Das Wintertransferfenster steht offen, doch hat das beim 1. FC Köln zuletzt keine allzu große Rolle gespielt, da Anthony Modestes Rückkehr seit bald zwei Monaten Transfertheater genug bedeutet. Allerdings schließt FC-Geschäftsführer Armin Veh nicht aus, dass die Kölner noch in diesem Winter neues Personal präsentieren. „Die Frage stellt sich ja immer, weil es ein andauernder Prozess ist“, sagte Veh im Trainingslager auf Mallorca zum Thema Kader-Anpassungen: „Wenn drei Mann auf der Sechs ausfallen, kann es das Gedankenspiel geben, dass man etwas macht. Diese Situation ist ja nicht über Wochen entstanden, sondern innerhalb weniger Tage. Darauf müssen wir reagieren.“

Zunächst galt der linke Flügel als dringend zu besetzende Position. „Da haben wir ein Loch“, sagt Veh. Seit der Umstellung auf eine Dreier-Abwehrkette bearbeitete Jonas Hector die linke Seite, einen echten Linksaußen.
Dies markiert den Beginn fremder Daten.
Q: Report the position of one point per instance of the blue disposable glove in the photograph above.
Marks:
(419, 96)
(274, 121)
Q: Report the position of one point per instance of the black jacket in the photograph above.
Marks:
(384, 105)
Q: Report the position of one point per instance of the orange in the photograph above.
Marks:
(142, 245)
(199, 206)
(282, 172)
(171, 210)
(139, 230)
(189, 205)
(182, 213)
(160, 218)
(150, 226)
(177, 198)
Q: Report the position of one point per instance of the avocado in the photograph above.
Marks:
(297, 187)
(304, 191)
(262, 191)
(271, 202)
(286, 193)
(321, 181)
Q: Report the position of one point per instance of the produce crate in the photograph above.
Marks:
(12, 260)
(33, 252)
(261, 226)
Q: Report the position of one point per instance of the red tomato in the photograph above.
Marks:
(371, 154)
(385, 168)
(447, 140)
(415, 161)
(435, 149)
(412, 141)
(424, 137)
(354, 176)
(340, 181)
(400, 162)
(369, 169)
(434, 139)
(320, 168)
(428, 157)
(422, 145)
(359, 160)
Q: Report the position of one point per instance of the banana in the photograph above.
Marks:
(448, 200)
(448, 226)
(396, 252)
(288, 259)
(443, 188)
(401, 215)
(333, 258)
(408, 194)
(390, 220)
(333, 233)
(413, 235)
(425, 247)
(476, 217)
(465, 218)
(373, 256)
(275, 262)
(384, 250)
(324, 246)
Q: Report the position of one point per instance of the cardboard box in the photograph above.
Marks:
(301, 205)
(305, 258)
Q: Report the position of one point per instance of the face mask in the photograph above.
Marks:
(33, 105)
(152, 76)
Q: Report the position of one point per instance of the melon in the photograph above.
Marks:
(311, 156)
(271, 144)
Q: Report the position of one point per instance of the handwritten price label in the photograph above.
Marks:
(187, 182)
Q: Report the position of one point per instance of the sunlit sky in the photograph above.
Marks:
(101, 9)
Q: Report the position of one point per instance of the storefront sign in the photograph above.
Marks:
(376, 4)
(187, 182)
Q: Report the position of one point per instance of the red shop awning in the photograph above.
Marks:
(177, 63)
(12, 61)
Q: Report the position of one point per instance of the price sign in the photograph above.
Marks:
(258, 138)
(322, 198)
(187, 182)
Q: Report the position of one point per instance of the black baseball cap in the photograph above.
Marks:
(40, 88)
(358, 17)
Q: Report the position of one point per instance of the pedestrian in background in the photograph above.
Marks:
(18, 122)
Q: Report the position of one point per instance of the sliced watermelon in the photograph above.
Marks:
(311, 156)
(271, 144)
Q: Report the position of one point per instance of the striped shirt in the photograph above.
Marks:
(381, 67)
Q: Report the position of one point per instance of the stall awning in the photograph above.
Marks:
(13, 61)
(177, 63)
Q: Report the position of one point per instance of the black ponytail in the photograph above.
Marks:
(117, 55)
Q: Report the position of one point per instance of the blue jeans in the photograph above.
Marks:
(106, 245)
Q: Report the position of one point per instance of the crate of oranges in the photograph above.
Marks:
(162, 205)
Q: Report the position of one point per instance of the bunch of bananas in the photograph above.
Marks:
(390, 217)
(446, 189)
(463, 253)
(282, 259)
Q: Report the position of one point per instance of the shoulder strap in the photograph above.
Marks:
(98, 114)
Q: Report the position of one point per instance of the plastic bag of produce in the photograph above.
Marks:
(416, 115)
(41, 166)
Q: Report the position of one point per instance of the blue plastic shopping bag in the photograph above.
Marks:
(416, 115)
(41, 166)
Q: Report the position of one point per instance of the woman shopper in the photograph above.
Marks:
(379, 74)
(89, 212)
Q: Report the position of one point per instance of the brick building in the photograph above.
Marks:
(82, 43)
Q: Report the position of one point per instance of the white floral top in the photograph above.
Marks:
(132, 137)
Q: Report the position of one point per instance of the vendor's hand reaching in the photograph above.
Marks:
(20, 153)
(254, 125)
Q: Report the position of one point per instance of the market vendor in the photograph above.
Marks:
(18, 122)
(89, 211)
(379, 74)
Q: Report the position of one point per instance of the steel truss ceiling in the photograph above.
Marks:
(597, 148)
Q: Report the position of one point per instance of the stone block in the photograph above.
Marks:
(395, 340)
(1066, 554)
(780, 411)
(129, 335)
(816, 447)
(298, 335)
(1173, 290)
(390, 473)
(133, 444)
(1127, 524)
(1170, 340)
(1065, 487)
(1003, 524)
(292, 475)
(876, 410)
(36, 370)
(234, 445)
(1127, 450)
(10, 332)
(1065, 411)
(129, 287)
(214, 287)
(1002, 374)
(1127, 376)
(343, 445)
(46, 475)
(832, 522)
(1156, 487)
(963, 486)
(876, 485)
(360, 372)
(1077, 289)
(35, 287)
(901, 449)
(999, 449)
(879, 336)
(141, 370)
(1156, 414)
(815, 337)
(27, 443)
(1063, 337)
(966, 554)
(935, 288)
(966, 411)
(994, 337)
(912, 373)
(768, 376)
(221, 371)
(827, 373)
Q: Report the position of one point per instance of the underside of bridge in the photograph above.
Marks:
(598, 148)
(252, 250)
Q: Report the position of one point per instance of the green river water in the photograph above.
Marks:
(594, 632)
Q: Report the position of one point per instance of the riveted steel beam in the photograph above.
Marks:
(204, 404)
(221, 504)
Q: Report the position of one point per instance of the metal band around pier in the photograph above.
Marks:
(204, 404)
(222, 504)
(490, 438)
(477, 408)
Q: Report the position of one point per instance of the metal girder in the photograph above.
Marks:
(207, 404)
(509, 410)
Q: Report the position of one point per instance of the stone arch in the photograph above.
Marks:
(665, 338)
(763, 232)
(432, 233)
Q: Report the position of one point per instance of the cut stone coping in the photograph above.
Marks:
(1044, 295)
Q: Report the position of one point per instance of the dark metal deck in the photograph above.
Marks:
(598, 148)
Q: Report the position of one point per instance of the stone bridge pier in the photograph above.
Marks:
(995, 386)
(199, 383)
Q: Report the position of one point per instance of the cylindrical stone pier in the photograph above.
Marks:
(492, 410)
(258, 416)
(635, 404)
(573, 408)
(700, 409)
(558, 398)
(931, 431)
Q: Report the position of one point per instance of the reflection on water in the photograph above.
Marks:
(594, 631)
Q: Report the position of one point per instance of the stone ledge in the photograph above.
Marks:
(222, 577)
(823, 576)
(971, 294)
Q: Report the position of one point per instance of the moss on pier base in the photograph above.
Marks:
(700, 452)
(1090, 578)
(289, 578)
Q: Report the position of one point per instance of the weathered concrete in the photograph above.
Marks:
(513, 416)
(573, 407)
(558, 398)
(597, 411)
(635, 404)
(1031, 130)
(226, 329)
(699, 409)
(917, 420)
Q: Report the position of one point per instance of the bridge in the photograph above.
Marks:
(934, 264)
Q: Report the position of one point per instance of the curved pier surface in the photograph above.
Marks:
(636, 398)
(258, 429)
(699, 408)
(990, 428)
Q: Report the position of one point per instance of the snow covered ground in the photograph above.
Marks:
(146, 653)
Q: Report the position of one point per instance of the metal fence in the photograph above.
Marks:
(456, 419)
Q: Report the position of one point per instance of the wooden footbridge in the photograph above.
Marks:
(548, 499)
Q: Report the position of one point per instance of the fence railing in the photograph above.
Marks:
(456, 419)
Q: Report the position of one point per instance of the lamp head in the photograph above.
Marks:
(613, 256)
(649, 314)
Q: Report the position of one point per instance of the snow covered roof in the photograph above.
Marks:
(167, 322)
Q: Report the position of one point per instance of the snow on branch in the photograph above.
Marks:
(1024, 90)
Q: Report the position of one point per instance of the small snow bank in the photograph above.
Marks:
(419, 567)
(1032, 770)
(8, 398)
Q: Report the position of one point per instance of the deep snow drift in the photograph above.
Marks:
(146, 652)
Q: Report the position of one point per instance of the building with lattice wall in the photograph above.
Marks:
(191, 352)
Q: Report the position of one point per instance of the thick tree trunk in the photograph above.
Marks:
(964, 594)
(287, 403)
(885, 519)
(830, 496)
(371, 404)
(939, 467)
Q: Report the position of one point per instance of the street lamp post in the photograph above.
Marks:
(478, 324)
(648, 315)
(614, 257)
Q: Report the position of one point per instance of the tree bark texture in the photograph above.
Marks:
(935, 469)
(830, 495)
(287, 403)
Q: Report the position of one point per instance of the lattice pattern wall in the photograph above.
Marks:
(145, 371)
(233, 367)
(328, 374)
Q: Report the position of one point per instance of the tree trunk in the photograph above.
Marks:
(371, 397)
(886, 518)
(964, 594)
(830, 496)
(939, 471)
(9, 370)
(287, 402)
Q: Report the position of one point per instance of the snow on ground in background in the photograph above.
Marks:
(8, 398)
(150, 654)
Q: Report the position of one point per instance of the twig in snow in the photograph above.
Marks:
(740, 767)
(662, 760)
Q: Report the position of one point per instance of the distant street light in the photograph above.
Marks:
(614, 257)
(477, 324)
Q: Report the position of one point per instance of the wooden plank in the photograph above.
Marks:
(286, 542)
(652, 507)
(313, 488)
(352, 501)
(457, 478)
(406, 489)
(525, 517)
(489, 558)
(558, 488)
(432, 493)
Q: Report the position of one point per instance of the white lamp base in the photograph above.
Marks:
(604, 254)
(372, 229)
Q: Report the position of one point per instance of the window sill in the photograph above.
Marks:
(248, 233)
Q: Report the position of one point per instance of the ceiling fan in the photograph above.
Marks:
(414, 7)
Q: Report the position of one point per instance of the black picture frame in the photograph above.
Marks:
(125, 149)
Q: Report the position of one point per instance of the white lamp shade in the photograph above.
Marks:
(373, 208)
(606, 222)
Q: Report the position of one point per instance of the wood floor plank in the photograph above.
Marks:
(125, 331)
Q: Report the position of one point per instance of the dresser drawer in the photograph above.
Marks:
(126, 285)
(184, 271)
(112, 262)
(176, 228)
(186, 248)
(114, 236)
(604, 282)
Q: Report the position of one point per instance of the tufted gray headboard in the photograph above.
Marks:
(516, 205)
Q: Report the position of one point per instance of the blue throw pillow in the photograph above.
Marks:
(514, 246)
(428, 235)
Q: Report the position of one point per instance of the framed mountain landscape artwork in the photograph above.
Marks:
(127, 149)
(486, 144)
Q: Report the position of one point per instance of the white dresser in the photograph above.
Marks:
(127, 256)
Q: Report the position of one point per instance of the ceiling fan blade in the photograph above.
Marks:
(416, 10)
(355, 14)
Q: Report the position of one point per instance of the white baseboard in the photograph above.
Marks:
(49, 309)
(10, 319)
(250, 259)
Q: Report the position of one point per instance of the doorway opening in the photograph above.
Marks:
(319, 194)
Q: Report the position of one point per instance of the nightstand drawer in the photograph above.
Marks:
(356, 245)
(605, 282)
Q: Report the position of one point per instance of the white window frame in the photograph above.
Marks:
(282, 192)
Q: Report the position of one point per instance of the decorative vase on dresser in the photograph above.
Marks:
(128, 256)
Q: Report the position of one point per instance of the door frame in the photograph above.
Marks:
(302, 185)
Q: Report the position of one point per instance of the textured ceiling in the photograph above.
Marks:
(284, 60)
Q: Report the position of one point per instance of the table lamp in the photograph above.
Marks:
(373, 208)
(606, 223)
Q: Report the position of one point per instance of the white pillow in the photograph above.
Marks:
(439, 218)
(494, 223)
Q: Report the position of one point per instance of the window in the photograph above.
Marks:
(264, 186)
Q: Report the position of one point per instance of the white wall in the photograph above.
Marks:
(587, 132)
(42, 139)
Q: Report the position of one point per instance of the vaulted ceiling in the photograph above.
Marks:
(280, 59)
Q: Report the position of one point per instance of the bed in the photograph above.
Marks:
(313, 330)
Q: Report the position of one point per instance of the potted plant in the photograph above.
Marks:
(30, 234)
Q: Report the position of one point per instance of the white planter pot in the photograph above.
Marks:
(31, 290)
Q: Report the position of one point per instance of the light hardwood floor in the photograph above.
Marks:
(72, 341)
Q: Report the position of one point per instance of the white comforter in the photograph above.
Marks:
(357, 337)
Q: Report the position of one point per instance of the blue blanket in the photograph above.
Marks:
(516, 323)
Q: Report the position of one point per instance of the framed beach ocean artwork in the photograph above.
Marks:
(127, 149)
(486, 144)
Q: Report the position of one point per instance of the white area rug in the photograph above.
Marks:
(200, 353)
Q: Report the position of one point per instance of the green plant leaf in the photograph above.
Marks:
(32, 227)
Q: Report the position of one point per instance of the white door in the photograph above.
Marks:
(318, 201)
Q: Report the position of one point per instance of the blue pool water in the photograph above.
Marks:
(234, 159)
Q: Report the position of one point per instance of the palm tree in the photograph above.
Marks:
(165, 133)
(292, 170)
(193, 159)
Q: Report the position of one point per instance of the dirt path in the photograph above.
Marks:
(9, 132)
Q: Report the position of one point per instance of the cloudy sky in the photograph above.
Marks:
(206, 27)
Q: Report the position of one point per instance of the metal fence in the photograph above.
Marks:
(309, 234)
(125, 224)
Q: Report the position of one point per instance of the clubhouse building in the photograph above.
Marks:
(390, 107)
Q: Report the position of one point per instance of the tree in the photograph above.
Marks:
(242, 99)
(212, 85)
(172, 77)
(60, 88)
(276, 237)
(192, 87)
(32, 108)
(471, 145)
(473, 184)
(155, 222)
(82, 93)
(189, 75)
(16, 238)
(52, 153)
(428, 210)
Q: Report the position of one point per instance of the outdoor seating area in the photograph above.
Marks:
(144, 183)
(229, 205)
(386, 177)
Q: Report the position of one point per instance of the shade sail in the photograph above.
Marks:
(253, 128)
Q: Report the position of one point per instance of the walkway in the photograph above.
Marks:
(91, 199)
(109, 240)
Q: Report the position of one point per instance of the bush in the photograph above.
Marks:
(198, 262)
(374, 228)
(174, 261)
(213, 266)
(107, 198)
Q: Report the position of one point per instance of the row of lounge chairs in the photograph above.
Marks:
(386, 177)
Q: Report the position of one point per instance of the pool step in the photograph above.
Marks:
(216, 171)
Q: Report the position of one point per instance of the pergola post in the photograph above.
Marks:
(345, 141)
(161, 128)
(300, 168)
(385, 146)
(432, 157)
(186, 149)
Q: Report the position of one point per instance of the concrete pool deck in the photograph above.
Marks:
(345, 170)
Perspektivisch wollen die Kölner ihren Kader jedoch so entwickeln, dass sie unterschiedliche Systeme spielen können. Und offenbar sind die Kölner längst fündig geworden: Kingsley Schindler, 25-jähriger Flügelspieler von Holstein Kiel, soll seinem früheren Trainer spätestens im Sommer nach Köln folgen. Schindlers Vertrag läuft am Ende der Saison aus, in diesem Winter läge also die letzte Chance für die Kieler, noch eine Ablöse für Schindler zu erzielen. Allerdings waren sich die Kölner zuletzt nicht sicher, ob sich diese Investition lohnte: Schindler kennt Markus Anfang und dessen Idee vom Fußball, der Spieler wäre in der nächsten Sommervorbereitung leicht zu integrieren. Außerdem präsentierte sich Außenspieler Christian Clemens nach langer Verletzung bei seinem Comeback überraschend stark. Auf dem Flügel wird sich der Aufstieg gewiss nicht entscheiden.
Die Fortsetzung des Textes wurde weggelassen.